Wer gewinnt den Ballon d'Or 2026? Dieses Geheimnis wird am 26. Oktober in London (GB) gelüftet. Fakt ist: Cristiano Ronaldo wird es nicht sein. Der Portugal-Routinier, der seinen 1.000 Pflichtspieltreffer jagt und Al Nassr zum Titel in Saudi-Arabien schoss, fehlt zum vierten Mal hintereinander auf der Nominierten-Liste.
Dafür kehrte Lionel Messi nach zwei Jahren wieder auf die Shortlist zurück. Der 39-jährige Argentinier glänzte bei der WM, erzielte acht Tore. Auch in der MLS bei Inter Miami war der Topstar Dreh- und Angelpunkt.
Erwartet wird ein Dreikampf zwischen Messi, Kylian Mbappe und Weltmeister Rodri.
Die Liste der 30 Spieler, die 2026 offiziell um die prestigeträchtigste Einzelauszeichnung im Fußball kandidieren, umfasst: Vitinha, Vinicius Junior, Dayot Upamecano, Ferran Torres, Fabian Ruiz, William Saliba, Declan Rice, Rodri, William Pacho, Julian Quinones, Joao Neves, Michael Olise, Nuno Mendes, Lionel Messi, Lautaro Martinez, Kylian Mbappe, Sadio Mane, Marquinhos, Khvicha Kvaratskhelia, Lamine Yamal, Achraf Hakimi, Harry Kane, Gabriel Magalhaes, Erling Haaland, Luis Diaz, Bruno Fernandes, Marc Cucurella, Ousmane Dembele, Jude Bellingham und Pau Cubarsi.

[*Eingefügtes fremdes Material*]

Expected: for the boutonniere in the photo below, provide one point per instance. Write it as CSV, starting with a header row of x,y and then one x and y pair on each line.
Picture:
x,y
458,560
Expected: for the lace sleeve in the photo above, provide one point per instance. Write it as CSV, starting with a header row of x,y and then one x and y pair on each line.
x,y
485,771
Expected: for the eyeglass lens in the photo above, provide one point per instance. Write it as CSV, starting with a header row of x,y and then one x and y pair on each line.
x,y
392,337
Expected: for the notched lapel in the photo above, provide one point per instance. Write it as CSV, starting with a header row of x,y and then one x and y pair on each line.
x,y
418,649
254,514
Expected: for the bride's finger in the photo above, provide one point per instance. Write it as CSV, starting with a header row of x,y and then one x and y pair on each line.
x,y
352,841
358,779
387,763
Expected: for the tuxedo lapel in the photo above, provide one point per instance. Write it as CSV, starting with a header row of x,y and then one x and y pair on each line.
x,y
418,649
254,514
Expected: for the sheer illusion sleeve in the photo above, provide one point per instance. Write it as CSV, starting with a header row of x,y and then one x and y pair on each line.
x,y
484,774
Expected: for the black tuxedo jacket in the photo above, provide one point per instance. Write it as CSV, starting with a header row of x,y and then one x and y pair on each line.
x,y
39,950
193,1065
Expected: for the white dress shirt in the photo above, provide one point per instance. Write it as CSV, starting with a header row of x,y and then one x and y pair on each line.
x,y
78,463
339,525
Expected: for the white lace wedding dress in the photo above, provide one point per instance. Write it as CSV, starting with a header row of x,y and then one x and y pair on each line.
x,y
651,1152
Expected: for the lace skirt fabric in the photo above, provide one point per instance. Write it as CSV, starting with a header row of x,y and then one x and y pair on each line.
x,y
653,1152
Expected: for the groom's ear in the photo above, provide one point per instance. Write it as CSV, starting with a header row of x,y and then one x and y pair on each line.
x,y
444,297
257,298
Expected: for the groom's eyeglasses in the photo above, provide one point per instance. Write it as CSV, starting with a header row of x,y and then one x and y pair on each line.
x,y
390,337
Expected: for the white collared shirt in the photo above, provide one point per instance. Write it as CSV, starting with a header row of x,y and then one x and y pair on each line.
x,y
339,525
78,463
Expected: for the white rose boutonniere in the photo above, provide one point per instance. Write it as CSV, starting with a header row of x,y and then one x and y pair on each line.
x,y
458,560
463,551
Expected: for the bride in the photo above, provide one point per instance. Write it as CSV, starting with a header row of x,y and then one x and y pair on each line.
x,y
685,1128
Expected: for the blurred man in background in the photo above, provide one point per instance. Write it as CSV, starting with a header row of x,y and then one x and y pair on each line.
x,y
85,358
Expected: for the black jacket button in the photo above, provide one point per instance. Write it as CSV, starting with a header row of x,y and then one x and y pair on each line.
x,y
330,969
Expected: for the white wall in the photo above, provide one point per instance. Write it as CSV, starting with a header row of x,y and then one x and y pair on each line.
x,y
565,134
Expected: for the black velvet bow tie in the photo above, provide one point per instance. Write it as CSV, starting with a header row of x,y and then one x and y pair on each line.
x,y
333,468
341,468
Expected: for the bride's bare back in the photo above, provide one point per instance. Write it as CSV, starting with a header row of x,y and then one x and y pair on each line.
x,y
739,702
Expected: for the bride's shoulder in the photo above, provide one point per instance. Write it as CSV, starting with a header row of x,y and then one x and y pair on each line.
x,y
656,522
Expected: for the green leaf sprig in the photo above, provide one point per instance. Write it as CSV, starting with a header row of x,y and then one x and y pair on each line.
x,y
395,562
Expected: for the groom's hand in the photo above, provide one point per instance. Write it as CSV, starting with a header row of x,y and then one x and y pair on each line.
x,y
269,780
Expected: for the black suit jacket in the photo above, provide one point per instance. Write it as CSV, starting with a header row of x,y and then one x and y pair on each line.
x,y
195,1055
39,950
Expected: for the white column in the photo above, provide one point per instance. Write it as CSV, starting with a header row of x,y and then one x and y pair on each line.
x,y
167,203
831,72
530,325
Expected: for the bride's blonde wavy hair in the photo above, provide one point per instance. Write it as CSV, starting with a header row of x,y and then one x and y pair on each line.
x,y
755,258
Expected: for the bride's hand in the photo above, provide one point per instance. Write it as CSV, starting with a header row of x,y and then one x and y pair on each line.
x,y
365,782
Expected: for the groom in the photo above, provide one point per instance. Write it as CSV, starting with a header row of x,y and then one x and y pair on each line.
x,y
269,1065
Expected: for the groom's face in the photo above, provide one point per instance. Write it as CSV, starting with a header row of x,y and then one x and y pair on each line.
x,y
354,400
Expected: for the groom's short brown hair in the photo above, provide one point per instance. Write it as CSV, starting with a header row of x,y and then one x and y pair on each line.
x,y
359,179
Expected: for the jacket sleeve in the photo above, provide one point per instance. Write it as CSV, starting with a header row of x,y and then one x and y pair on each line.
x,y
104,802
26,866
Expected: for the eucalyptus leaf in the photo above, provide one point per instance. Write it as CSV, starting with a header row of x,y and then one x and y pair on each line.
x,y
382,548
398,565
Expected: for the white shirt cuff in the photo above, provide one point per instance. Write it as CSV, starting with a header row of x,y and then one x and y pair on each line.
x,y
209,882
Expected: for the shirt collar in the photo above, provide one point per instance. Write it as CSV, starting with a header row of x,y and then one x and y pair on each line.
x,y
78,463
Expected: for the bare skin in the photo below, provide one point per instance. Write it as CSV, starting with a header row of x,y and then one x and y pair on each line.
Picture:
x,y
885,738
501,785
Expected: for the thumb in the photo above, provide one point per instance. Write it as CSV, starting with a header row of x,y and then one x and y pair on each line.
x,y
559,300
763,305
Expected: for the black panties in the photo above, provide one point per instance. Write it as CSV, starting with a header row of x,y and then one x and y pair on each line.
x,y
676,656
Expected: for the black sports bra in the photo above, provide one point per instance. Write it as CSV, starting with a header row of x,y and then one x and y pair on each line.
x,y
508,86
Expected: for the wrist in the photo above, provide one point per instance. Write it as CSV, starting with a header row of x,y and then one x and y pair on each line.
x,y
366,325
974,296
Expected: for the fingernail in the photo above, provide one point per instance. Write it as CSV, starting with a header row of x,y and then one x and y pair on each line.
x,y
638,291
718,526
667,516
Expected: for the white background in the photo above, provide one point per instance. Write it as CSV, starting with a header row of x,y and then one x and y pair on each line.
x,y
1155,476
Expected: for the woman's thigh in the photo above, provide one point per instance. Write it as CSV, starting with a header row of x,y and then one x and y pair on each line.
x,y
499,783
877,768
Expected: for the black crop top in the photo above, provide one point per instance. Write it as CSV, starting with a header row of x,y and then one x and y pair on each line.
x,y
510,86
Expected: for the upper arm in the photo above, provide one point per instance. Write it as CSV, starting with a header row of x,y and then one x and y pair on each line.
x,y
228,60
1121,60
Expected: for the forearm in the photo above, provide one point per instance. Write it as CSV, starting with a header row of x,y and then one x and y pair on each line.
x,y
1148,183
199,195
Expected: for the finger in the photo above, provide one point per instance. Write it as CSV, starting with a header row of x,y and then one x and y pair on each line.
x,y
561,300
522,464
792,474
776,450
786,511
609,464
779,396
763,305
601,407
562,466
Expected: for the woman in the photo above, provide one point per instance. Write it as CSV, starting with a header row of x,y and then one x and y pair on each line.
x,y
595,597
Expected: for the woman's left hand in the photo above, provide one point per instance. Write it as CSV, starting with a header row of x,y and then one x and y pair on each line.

Die Auszeichnung mit dem goldenen Ball ist eine Journalistenwahl. Der Award, der von der Zeitung "France Football" vergeben wird, existiert seit 1956 und galt lange nur als Auszeichnung für Europas Fußballer des Jahres. Parallel dazu ehrt der Weltverband FIFA seit 1991 den Weltfußballer.